A toddler was found alone with her mother’s corpse inside a homeless shelter, and authorities believe she was there with her for five days.
Workers found 15-month-old Lyric Laboy under a bed close to the mother’s body at the East River Family Center on July 25.
According to the city Medical Examiner’s office, her mother, Shelbi Westlake, 26, had died of an accidental overdose.
Lyric was “covered in human feces” and badly dehydrated. Workers rushed her to the hospital, and now her father, Quraan Laboy, 31, has filed a petition in a Manhattan Supreme Court. He plans on suing the city and the Department of Homeless Services for $5 million in damages, the New York Post reported.
The agency says Lyric was not left alone for five days. However, it didn’t say how long it was.
The agency claims that the incident is currently being investigated, the agency claims, adding the shelter is now required to conduct same-night wellness checks for all residents who don’t sign the nightly roster.
“I don’t know how long she will suffer from this. She has a lot of separation anxiety,” Laboy said of his daughter, who lost seven pounds during the harrowing ordeal and now hates to leave his side.
The child is still traumatized by the tragedy. The child has been “routinely slapping her dad while he’s sleeping to make sure he’s alive,” Laboy’s attorney, Seth Harris, stated.
Westlake and her daughter lived in an apartment-like unit at the shelter at 325 East 104th St. located in Manhattan, said Harris. The parents separated, and the mom and baby had spent about three or four months at the shelter.
According to legal papers, no one noticed the mother had died until another resident reported a “foul odor” coming from her unit.
The mom had last signed in at the shelter on July 19, six days before her body was discovered, said Allison Keenan, another of Laboy’s attorneys.
“It’s amazing that she’s alive,” Harris added.
“Allowing an infant to remain with her dead mother for five days unnoticed not only highlights the indifference and lack of humanity shown to those most in need but exhibits complete malfeasance by the City of New York and Department of Homeless Services,” Keenan said.

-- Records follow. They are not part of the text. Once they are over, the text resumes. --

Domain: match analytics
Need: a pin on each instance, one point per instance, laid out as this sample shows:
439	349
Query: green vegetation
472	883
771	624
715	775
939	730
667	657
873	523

Six months have passed, and Lyric has regained the weight she lost, but she cries out for her mother almost every night, her father said.
“She always wakes up in the middle of the night, she’s kicking, she’s fighting, saying, ‘Mommy,’ I look at her and I just start tearing up sometimes,” he said.
When she was found, she had a “horrific” diaper rash that has not fully healed, he continued.
The Manhattan man said since he had to take his daughter full time, he had to leave his job at the New York City Housing Authority.
“I had to drop everything. She’s my number one priority right now,” he said. “My daughter’s gotta deal with this mentally for the rest of her life.”